Perform a one-way ANOVA analysis, testing at the 0.05 level. Also, calculate the mean number of sick days for each group. Describe your results. .

Group Sick days per year
Placebo: 7, 4, 6, 8, 6, 6, 2, 9
Flu Shot 1: 5, 3, 3, 5, 4, 7, 3, 3
Flu Shot 2: 2, 4, 1, 2, 2, 1, 2, 5

To perform a one-way ANOVA analysis and calculate the mean number of sick days for each group, you can follow these steps:

Step 1: Set up the hypothesis:
- Null hypothesis (H0): There is no significant difference in the mean number of sick days among the groups.
- Alternative hypothesis (Ha): There is a significant difference in the mean number of sick days among the groups.
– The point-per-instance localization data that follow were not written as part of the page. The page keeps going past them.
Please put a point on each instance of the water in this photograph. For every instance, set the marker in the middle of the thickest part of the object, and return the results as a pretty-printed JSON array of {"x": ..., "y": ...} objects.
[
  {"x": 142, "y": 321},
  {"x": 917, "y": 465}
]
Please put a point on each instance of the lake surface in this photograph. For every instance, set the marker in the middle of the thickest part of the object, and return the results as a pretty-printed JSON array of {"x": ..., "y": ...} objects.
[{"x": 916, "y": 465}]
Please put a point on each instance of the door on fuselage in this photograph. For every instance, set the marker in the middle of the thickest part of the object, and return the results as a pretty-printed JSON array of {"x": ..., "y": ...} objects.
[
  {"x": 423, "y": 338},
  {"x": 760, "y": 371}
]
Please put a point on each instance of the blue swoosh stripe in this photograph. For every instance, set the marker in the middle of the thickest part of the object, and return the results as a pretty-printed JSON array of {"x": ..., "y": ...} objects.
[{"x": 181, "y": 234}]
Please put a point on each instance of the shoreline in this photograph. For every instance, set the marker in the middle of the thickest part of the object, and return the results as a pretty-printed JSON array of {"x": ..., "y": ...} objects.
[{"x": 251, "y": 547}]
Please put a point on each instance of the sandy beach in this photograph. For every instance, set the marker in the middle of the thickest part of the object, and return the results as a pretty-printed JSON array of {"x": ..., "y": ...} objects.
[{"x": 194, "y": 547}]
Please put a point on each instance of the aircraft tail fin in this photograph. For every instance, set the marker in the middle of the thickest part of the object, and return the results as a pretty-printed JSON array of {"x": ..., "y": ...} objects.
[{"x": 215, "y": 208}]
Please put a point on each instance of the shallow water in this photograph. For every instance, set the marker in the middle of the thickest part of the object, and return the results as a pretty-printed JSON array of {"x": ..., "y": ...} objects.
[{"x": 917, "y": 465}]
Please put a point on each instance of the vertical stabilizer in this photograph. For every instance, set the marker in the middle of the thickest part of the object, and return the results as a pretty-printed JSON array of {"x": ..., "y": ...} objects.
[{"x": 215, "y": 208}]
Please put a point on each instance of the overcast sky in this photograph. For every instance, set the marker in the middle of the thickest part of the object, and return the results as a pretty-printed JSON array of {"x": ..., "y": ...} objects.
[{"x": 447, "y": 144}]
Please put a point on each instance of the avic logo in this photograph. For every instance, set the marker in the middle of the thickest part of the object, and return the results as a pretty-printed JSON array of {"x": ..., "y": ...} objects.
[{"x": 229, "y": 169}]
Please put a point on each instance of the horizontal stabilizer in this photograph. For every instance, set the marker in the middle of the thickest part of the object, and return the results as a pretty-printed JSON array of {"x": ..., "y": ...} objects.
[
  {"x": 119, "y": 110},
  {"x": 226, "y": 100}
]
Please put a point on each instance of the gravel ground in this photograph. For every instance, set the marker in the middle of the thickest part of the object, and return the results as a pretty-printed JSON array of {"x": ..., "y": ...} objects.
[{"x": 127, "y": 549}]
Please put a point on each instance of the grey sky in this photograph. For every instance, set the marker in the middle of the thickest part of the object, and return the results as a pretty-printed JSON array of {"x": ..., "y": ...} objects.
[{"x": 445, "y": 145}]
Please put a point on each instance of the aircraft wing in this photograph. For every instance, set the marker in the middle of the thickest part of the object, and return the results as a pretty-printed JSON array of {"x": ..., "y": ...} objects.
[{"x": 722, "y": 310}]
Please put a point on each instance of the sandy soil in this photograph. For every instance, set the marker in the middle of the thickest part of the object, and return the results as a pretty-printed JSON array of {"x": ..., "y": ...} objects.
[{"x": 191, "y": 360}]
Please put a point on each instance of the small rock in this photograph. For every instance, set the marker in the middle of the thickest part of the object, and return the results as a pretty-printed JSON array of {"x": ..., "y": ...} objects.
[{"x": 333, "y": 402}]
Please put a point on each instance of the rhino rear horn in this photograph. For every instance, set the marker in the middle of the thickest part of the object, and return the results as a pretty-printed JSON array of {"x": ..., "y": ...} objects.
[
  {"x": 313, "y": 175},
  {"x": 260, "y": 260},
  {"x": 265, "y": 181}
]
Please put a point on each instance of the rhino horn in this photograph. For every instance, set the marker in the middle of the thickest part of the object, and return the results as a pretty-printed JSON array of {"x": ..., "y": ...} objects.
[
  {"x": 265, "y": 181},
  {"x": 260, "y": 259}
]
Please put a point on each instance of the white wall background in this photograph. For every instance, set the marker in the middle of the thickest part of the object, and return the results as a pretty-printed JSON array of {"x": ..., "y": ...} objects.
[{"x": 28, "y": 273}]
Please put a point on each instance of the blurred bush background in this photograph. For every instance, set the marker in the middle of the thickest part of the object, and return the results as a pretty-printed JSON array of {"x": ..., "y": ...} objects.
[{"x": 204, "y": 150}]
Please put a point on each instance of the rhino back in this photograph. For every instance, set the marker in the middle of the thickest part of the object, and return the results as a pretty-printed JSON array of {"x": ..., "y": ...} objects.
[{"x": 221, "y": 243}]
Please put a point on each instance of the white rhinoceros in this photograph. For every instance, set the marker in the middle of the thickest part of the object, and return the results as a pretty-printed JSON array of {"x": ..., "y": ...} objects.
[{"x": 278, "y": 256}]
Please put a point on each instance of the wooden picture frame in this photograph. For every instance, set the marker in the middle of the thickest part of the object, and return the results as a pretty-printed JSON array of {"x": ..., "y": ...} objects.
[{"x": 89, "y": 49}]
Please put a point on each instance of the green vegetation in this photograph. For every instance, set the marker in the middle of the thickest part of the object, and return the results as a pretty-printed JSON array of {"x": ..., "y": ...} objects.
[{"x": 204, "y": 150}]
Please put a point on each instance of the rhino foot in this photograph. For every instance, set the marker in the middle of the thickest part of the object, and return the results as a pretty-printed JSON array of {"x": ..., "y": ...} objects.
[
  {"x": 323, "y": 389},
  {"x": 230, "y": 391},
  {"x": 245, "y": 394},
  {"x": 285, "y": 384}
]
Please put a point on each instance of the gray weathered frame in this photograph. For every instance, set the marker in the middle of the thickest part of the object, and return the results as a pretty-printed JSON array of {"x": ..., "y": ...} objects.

Step 2: Calculate the mean number of sick days for each group:
- Placebo group: 7, 4, 6, 8, 6, 6, 2, 9. Calculate the mean by adding the sick days and dividing by the number of observations (8).
- Flu Shot 1 group: 5, 3, 3, 5, 4, 7, 3, 3. Calculate the mean by adding the sick days and dividing by the number of observations (8).
- Flu Shot 2 group: 2, 4, 1, 2, 2, 1, 2, 5. Calculate the mean by adding the sick days and dividing by the number of observations (8).

Step 3: Calculate the sum of squares (within groups) and degrees of freedom:
- Sum of squares (within groups) is the sum of the squared deviations from each observation to the mean of the respective group.
- Degrees of freedom (within groups) can be calculated by subtracting the number of groups from the total number of observations.

Step 4: Calculate the sum of squares (between groups) and degrees of freedom:
- Sum of squares (between groups) is the sum of the squared deviations of each group mean from the overall mean, weighted by the number of observations in each group.
- Degrees of freedom (between groups) can be calculated by subtracting 1 from the number of groups.

Step 5: Compute the F-statistic and the p-value:
- The F-statistic is the ratio of the mean sum of squares (between groups) to the mean sum of squares (within groups).
- The p-value is the probability of observing a test statistic as extreme as the one computed, assuming the null hypothesis is true.

Step 6: Compare the computed F-statistic with the critical value of the F-distribution:
- Determine the critical value of the F-distribution corresponding to the desired significance level (in this case, 0.05) and the degrees of freedom for both the numerator (between groups) and denominator (within groups).
- If the computed F-value is greater than the critical value, reject the null hypothesis. Otherwise, fail to reject the null hypothesis.

Once you have performed the above steps, you can describe your results based on the outcome of the hypothesis test and provide interpretations.